Fintech italiano in fase di maturazione ma ancora distante da uno sviluppo competitivo a livello internazionale: è questa la fotografia scattata dal nuovo studio “Founders vs Investors: two faces of Fintech funding”, realizzato da EY e Fintech District. La ricerca evidenzia un ecosistema in evoluzione, ma ancora ostacolato da dinamiche complesse che rallentano l’accesso ai capitali e la scalabilità dei modelli di business.
Un ecosistema che fatica a decollare del tutto
Nel 2024, le startup Fintech attive in Italia sono circa 600. Tuttavia, la raccolta di capitali ha subito una contrazione rispetto al picco del 2022, quando si raggiunse 1 miliardo di euro. Nei due anni successivi, i numeri sono crollati: appena 174 milioni nel 2023 e 250 milioni nel 2024. Il problema principale? La difficoltà di accesso al capitale, soprattutto nelle fasi iniziali.
La marginalità del settore tra le priorità degli investitori è evidente: oltre un terzo dei portafogli ha asset allocati inferiori a 500.000 euro. E mentre UK, Francia e Spagna avanzano, l’Italia resta indietro, tanto per numero di startup quanto per capacità attrattiva verso i capitali.
Founder e investitori: due visioni divergenti
Lo studio rivela una frattura tra le aspettative delle startup e i criteri degli investitori. I founder desiderano decisioni rapide e supporto strategico; gli investitori, al contrario, cercano progetti ambiziosi, modelli scalabili e forte leadership.
Il 75% dei founder ritiene fondamentali le competenze tech, mentre altrettanti investitori danno priorità alla capacità di leadership. Inoltre, la compliance si conferma centrale: il 68% degli investitori e il 52% dei founder la considerano un fattore decisivo.

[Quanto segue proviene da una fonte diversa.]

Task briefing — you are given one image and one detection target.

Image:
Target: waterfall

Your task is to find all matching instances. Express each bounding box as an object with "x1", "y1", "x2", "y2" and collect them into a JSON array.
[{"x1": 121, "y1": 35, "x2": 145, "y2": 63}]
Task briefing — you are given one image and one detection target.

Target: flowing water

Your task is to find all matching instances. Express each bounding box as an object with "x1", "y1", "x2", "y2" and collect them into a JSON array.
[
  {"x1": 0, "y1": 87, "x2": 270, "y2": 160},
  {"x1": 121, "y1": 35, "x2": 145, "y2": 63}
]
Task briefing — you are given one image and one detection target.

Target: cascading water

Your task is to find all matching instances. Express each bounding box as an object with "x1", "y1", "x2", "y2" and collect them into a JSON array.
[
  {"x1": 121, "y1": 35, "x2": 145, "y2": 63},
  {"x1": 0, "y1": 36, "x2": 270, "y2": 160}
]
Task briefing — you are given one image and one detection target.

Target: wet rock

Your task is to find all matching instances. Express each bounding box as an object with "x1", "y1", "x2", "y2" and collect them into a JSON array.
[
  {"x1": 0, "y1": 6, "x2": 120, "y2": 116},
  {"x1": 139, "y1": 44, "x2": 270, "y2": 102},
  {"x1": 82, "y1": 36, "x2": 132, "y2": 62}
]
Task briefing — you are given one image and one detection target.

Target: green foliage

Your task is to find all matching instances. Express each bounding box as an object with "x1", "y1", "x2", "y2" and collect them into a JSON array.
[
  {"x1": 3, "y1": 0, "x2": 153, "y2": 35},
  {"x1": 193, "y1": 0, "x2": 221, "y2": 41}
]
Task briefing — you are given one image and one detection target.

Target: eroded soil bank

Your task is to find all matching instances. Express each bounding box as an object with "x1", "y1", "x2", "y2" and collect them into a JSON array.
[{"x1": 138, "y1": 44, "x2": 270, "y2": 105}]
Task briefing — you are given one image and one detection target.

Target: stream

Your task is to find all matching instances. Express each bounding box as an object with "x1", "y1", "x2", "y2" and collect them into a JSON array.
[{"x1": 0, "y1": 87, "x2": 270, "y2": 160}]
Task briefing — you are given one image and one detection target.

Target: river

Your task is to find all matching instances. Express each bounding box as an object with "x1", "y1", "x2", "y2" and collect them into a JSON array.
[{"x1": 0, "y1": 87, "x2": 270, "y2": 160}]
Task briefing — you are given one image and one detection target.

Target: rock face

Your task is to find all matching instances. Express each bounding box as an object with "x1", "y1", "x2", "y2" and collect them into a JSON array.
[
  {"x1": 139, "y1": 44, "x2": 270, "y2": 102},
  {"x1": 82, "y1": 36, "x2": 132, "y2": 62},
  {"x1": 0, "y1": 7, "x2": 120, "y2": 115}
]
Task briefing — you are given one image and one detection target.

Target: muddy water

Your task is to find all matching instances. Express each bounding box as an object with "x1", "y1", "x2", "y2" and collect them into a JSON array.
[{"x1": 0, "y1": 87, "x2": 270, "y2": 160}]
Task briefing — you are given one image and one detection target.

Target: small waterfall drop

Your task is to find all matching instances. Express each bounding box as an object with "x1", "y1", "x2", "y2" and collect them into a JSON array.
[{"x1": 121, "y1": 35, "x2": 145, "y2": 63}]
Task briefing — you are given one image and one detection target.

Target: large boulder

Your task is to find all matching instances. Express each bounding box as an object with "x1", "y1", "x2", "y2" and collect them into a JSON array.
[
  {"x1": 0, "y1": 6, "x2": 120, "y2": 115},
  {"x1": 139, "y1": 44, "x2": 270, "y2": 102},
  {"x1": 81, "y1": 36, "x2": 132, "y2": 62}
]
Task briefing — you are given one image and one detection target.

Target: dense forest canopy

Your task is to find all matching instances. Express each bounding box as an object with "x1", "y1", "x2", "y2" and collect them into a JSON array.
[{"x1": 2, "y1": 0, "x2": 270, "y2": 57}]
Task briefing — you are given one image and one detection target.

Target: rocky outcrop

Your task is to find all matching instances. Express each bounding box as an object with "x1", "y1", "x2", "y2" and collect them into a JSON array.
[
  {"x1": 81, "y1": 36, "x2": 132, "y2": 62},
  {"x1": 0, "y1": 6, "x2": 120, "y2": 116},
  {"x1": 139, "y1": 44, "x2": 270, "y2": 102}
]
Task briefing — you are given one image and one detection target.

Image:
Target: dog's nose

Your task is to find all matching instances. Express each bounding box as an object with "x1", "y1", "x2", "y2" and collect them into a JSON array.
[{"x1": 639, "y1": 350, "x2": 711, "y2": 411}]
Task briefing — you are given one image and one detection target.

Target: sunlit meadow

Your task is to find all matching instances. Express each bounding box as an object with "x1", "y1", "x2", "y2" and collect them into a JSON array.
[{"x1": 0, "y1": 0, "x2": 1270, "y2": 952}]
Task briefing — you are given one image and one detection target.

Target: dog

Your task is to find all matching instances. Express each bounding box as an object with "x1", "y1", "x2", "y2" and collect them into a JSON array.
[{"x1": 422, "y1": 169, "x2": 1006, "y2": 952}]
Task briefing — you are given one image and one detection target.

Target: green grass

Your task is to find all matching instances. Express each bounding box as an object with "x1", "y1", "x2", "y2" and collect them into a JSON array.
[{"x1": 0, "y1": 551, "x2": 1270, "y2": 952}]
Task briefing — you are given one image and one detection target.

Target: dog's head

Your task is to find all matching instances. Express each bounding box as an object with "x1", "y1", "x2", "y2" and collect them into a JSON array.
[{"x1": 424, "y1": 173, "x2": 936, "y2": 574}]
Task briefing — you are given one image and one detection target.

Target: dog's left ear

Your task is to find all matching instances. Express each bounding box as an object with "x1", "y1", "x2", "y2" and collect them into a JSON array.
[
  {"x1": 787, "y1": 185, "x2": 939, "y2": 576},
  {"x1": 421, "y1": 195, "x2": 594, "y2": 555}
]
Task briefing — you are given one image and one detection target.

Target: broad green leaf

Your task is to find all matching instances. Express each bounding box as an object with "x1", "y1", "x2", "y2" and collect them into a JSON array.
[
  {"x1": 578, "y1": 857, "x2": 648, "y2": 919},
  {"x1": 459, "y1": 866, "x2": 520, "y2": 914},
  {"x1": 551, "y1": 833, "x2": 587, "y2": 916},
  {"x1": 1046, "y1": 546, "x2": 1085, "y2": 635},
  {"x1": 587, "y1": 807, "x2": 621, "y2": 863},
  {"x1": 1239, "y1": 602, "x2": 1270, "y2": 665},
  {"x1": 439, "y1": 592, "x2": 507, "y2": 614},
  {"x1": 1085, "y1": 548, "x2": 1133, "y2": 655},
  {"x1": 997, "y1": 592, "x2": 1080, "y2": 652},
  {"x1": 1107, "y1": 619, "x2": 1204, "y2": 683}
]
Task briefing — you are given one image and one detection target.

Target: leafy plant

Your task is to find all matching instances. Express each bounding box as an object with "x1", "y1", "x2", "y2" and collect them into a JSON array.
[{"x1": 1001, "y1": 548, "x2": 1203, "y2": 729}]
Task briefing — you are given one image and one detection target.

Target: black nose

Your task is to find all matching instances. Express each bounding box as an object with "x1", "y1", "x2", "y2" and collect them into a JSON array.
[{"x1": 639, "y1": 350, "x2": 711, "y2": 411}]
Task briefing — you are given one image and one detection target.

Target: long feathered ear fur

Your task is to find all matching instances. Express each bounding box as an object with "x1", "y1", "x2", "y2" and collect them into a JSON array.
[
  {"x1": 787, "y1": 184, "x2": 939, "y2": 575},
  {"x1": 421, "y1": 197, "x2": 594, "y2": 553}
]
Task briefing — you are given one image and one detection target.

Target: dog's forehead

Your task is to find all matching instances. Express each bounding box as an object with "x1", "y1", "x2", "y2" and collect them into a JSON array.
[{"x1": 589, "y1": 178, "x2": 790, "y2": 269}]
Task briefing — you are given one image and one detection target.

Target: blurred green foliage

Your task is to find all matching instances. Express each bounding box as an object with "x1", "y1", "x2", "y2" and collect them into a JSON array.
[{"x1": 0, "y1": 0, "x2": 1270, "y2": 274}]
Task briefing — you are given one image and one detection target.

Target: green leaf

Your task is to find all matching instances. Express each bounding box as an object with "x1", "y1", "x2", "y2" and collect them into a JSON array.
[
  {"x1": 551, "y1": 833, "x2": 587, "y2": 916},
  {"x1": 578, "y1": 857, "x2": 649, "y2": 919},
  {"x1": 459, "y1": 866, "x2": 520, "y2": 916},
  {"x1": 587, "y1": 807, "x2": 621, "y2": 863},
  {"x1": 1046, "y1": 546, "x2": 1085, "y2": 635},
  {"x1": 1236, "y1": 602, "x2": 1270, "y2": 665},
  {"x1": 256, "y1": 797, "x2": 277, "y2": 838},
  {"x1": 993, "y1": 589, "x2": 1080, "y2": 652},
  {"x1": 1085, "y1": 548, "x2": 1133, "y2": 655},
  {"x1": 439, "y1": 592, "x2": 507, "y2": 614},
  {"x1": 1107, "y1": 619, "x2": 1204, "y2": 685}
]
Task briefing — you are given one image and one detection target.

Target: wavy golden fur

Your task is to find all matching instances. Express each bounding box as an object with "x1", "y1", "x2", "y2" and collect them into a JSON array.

Network e contatti: il vero capitale
Un altro elemento emerso con forza è il ruolo del network: il 75% dei founder e l’80% degli investitori ha trovato la controparte per il deal tramite relazioni personali. L’insuccesso nella raccolta, spesso, è legato non a una mancanza di fondi, ma a una carenza di connessioni strategiche.
Il 29% delle Fintech senza finanziamento ha tentato un round senza successo e, di queste, il 38% cita proprio l’assenza di contatti come principale ostacolo.
Capitale domestico, preferenza internazionale
Sebbene il 90% dei fondi raccolti provenga da investitori italiani, metà dei founder preferisce l’approccio degli investitori esteri, più rapidi nei processi e nelle decisioni. Anche tra gli investitori si registra una crescente preferenza per startup internazionali, considerate più pronte alla scalabilità.
Verso un nuovo ciclo di investimenti
C’è però un cauto ottimismo: il 66% dei founder e il 55% degli investitori prevede un nuovo round di equity entro metà 2026. L’interesse verso fondi VC (67%) e CVC (53%) cresce, a conferma della ricerca di capitale strategico e non solo finanziario.
Andrea Ferretti (EY) sottolinea come la distanza tra aspettative debba essere colmata con mentorship e confronto. Clelia Tosi (Fintech District) invita a cogliere i segnali di ripresa per avviare una fase di consolidamento e crescita.